Fonterra Co-operative Group has reduced its forecast farmgate milk price for the 2014/15 season from $7.00 to $6.00 per kgMS.
That represents a total drop in payments to farmers of nearly $1.6 billion from their earlier forecast.
A drop in the milk price from $8.40 last season to $6.00 this season will amount to a reduction in the collective income of New Zealand dairy farmers of around $4.3bn, or 1.9% of GDP.
Today's announcement was lower than most in the market were expecting, and will come as a shock to farmers, Westpac chief economist Dominick Stephens said.
"This forecast is one more reason to expect further downward pressure on the New Zealand dollar," he said. "We expect the NZD to drop to 84 cents in the weeks ahead, and we are forecasting an average exchange rate of 83 cents over the remainder of 2014."

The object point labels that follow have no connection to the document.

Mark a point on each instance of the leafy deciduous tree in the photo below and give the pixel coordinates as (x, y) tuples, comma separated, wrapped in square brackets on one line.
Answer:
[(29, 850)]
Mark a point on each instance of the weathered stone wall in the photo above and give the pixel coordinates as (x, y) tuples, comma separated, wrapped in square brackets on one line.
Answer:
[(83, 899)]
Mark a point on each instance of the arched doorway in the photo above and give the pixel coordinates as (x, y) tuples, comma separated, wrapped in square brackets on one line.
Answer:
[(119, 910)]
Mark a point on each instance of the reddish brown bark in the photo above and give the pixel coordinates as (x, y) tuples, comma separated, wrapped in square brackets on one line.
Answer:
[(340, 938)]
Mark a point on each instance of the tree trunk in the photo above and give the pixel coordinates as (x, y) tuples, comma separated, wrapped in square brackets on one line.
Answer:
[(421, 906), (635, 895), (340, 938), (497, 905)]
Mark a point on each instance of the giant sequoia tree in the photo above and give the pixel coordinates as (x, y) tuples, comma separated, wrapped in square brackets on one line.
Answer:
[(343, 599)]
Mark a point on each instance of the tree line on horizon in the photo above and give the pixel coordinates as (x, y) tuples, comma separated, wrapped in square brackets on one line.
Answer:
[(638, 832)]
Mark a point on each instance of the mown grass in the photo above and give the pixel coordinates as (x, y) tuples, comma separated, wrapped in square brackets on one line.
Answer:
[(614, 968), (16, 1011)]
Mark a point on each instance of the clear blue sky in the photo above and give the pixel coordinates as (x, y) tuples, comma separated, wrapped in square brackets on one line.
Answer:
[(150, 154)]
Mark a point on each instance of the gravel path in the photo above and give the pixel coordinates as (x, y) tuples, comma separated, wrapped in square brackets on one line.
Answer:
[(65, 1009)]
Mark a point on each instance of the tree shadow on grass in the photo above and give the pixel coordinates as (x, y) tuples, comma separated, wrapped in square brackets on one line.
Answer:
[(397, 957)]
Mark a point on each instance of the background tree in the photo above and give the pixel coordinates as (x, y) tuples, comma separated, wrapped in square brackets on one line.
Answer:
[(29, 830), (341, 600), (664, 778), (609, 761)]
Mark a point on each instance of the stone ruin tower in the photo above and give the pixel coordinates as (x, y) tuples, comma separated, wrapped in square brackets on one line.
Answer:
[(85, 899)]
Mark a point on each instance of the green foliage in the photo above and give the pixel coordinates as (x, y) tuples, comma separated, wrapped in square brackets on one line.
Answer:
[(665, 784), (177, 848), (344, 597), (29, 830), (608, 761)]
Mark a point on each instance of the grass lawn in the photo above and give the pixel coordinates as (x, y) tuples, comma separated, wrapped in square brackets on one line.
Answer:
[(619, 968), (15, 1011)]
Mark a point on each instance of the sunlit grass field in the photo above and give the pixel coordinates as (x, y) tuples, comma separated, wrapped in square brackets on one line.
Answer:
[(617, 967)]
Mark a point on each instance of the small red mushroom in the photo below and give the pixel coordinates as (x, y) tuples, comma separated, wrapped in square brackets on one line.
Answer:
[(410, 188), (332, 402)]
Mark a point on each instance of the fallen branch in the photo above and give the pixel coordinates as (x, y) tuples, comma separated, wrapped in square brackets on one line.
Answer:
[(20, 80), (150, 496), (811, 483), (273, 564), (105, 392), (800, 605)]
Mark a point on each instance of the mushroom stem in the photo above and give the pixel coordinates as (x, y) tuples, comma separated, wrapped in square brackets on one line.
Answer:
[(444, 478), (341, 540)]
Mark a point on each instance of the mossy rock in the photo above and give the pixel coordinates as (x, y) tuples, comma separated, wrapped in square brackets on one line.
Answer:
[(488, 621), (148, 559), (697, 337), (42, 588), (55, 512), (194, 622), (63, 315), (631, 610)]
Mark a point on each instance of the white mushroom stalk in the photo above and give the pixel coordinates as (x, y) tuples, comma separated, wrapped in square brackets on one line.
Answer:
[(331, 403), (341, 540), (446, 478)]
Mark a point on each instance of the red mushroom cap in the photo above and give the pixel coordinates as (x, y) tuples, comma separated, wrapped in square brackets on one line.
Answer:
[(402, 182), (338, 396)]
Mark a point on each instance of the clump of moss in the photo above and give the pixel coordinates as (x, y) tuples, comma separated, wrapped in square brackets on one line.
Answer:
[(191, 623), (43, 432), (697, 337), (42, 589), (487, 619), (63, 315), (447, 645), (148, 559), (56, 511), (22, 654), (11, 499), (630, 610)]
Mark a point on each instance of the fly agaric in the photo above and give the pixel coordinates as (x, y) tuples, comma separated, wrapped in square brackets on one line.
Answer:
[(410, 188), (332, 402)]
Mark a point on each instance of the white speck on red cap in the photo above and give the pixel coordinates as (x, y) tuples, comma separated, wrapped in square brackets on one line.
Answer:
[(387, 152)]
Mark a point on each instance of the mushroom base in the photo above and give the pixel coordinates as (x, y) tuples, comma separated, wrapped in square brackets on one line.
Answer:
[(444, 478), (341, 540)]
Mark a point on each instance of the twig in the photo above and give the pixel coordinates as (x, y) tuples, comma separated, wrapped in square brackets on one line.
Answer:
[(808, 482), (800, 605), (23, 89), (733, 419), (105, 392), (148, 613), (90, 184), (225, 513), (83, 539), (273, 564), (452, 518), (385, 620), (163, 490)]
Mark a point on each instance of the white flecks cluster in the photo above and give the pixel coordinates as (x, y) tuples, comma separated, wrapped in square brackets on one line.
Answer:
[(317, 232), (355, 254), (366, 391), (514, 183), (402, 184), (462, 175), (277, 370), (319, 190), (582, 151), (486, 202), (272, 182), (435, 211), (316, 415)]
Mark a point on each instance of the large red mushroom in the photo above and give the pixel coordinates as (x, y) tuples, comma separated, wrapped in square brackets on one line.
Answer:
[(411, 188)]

The dollar dropped 0.4 cents against the US dollar after the announcement.
Fonterra has also announced an estimated dividend range of 20-25 cents per share - amounting to a forecast cash payout of $6.20-$6.25 for the current season.
Chairman John Wilson said the lower forecast farmgate milk price reflected continuing volatility, with the GlobalDairyTrade price index declining 16 per cent since the start of the season on June 1.
"We have seen strong production globally, a build-up of inventory in China, and falling demand in some emerging markets in response to high dairy commodity prices. In addition, the New Zealand dollar has remained strong. Our milk collection across New Zealand last season ending 31 May 2014 reached 1,584 million kgMs, 8.3 per cent higher than the previous season.
"This drop in the forecast farmgate milk price will have an impact on our farmers' cash flows. We continue to urge caution with on-farm budgets in light of the continuing volatility in international dairy markets," said Mr Wilson.
Chief executive Theo Spierings said the increase in the co-operative's expectations for improved returns on its value-add and branded products, given volume increases and lower input costs.
"As we continue to drive for growth in our consumer and foodservice businesses, during the first half of the current financial year we expect reduced cost of goods arising from lower dairy commodity prices to have a positive impact on returns.
"It is important to note that in light of the significant volatility, our dividend estimate is based on zero ingredients stream returns at this early stage in the season.
"Our forecasting anticipates some recovery in global dairy prices but it is too early to predict how strong this recovery will be or when it will kick in.
An update on business performance would be made when the company announces its annual result on 24 September 2014, Spierings said.